Ralph_MillerMiller’s theory also takes another dramatic step away from traditional thinking concerning the role of rewards and punishments, and asserts that if the timing between the conditioned response and the unconditioned response is close enough, nothing more is needed for anassociation to be made. Good contiguity, it says, is sufficient for the formation of an association.

It also asserts that temporal coding is critical in determining what behavior a cue will elicit, or if and when the
behavior is elicited, and perhaps more important, that temporal information from independent episodes can be integrated to effectively create an association between two disparate events, events that were never directly paired.

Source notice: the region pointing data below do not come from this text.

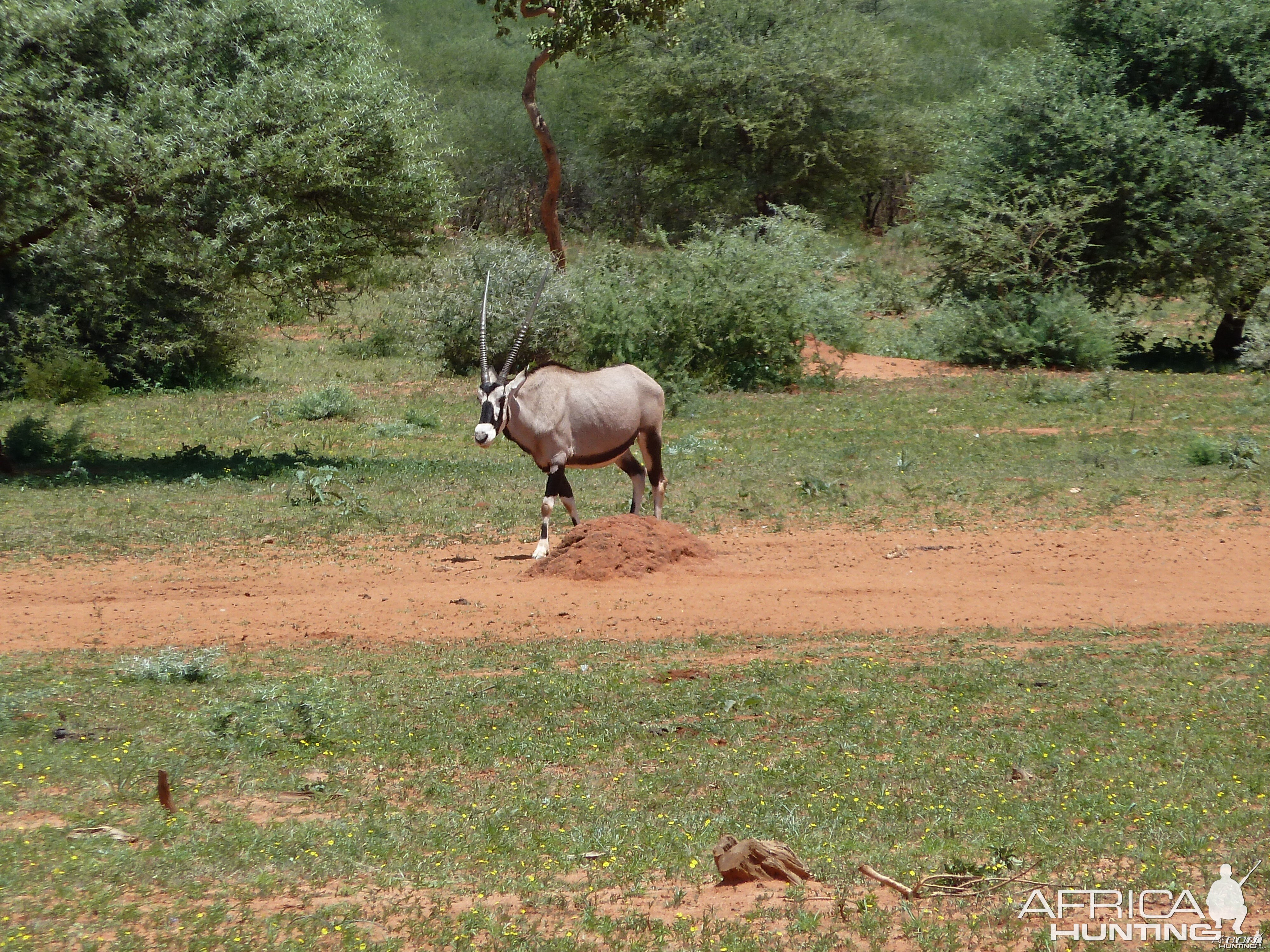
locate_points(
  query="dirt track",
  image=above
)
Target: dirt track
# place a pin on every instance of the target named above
(759, 585)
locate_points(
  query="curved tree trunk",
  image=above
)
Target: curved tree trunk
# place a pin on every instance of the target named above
(552, 196)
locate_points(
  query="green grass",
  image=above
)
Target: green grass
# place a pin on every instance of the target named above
(443, 775)
(172, 472)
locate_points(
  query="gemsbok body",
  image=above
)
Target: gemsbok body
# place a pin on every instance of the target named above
(566, 418)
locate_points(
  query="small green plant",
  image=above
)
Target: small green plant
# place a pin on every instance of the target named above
(1203, 451)
(1240, 454)
(32, 440)
(323, 486)
(67, 379)
(424, 420)
(815, 487)
(1243, 454)
(1051, 329)
(383, 342)
(173, 664)
(1034, 390)
(332, 402)
(392, 431)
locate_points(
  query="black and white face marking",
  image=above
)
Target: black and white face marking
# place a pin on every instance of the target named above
(493, 412)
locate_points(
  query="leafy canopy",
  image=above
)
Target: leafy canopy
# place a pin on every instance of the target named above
(1132, 157)
(582, 26)
(168, 158)
(747, 105)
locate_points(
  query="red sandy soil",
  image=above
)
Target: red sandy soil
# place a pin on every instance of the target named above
(819, 356)
(620, 546)
(759, 583)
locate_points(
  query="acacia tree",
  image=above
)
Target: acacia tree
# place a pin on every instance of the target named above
(749, 105)
(580, 27)
(162, 159)
(1137, 150)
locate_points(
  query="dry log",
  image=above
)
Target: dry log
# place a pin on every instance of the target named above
(166, 793)
(751, 860)
(887, 882)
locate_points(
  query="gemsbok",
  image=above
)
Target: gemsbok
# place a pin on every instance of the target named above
(565, 418)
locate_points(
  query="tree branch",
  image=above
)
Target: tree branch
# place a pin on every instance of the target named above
(34, 237)
(552, 195)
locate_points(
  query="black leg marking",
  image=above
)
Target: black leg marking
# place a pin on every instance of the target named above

For example, if rats learn that pressing a lever produces a tone and, subsequently, with the lever removed, hear the tone right before they are fed, as soon as the lever is reintroduced, they press it with radically increased frequency. Presumably, they’ve associated the tone with the delivery of food and have arrived at the conclusion that the lever causes the tone and that pressing it will get them more food, even though there was no direct association between the food and the lever. This is just one of the many experiments in which Miller has explored how humans and rats attribute causality, or the relationship between cause and effect. While rats differ from humans in their approaches to complex tasks, there is little difference across the species in terms of such basic processes as influence-associative learning and causal judgments, he said.